Smartphone-Enabled Aerosol Particle Analysis
Device
Yanna Li,1 Wei Pang,*1 Chen Sun,2 Qiang Zhou,2 Zuzeng Lin,1Ye Chang,2 Quanning Li,2
Menglun Zhang,*1, and Xuexin Duan*2,3
1State Key Laboratory of Precision Measuring Technology & Instruments,
2 College of Precision Instrument and Opto-Electronics Engineering, Tianjin University,
3Nanchang Institute for Microtechnology of Tianjin University, Tianjin 300072, China
Corresponding author: Xuexin Duan (e-mail: xduan@tju.edu.cn).

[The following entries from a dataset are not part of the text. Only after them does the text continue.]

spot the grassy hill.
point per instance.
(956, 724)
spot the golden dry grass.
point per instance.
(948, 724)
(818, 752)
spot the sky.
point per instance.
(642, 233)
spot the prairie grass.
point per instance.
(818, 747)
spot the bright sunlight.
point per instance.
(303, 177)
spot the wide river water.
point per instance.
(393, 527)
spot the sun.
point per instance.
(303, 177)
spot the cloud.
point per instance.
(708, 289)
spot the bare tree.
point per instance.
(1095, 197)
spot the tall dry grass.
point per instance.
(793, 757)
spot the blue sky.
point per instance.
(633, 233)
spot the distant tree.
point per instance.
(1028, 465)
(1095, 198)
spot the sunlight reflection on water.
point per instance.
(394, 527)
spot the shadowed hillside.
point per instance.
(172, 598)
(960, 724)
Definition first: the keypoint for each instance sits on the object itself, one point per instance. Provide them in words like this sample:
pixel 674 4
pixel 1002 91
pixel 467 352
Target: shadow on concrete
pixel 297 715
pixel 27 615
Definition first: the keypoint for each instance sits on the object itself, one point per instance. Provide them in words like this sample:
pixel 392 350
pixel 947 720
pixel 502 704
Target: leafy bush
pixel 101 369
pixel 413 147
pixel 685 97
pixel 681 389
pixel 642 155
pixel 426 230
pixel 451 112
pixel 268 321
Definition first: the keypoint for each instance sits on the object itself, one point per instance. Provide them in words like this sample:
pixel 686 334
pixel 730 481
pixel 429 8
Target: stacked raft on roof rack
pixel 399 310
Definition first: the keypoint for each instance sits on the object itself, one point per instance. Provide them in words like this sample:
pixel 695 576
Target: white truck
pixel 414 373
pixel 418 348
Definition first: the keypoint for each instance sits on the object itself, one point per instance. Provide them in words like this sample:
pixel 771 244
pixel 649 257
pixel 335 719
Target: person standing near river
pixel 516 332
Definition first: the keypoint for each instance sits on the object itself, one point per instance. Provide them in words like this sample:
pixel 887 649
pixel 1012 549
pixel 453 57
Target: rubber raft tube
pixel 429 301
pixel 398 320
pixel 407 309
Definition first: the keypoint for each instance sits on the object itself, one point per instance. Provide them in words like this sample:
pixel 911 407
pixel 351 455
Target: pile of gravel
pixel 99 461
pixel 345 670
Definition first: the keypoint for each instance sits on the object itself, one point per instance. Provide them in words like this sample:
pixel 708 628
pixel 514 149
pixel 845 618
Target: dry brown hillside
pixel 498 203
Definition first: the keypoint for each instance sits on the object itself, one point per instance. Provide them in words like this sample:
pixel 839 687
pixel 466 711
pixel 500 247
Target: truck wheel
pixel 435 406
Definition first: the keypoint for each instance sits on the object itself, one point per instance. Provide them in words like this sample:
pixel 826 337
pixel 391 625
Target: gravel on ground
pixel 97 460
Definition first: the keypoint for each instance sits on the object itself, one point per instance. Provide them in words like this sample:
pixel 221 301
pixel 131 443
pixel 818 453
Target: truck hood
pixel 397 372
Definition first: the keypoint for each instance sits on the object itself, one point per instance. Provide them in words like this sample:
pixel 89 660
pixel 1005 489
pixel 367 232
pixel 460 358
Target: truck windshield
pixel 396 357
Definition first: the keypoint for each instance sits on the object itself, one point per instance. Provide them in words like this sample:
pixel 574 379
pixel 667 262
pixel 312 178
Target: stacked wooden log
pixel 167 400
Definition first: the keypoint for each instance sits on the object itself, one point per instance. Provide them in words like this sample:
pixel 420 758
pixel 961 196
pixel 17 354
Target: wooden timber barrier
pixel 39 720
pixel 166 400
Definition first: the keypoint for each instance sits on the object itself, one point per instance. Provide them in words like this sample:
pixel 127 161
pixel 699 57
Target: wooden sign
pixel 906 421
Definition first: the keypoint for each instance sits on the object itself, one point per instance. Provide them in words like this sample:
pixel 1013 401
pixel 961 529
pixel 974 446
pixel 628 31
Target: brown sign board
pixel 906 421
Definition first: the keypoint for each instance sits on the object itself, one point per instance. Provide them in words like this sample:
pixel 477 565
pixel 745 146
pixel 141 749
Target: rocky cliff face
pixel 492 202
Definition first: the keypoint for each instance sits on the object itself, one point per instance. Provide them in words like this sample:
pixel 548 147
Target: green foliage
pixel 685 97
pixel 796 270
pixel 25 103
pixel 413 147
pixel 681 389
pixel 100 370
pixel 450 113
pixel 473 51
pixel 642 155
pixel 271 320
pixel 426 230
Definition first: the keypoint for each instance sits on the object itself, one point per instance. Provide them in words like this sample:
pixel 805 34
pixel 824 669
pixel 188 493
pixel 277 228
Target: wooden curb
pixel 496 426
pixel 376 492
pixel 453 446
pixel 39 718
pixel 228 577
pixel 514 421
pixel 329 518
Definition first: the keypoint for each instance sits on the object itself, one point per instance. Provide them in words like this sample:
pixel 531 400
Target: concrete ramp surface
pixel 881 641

The authors gratefully acknowledge financial support from the Natural Science Foundation of China (NSFC Nos. 91743110, 61674114, 21861132001), the
National Key R&D Program of China (2017YFF0204600), Tianjin Applied Basic Research and Advanced Technology (17JCJQJC43600), the Foundation
for Talent Scientists of Nanchang Institute for Microtechnology of Tianjin University, and the 111 Project (B07014).
ABSTRACT The health effects of suspended particulate matter (PM) in the air are well documented;
however, there is a lack of convenient tools to recognize and quantify PM onsite. Here, we design and
fabricate a portable PM analysis system to realize onsite aerosol particle analysis. The system contains a
micromachined virtual impactor (VI), a thermophoretic deposition chip and a smartphone-based portable
imaging device. Silicon dioxide (SiO2) particles and polystyrene sphere (PLS) particles are used to verify
the micro-sized VI with an accurate cut-off diameter of 2 μm (PM2). After separation, the fine particles are
thermally deposited on a replaceable film. Then, a smartphone connected with a hand-held optical
microscope is applied to directly image and analyze the deposited particles with the assistance of a self-
developed Android application; thus, the size and distribution of the particles can be acquired immediately.
The PM analysis device is successfully applied to analyze the particle content from a smoking cigarette as a
real complex sample demonstration. Considering the compact integration of the particle separation,
collection, detection and analysis components, the reported PM analysis device is promising for point-of-
need outdoor and indoor air quality monitoring.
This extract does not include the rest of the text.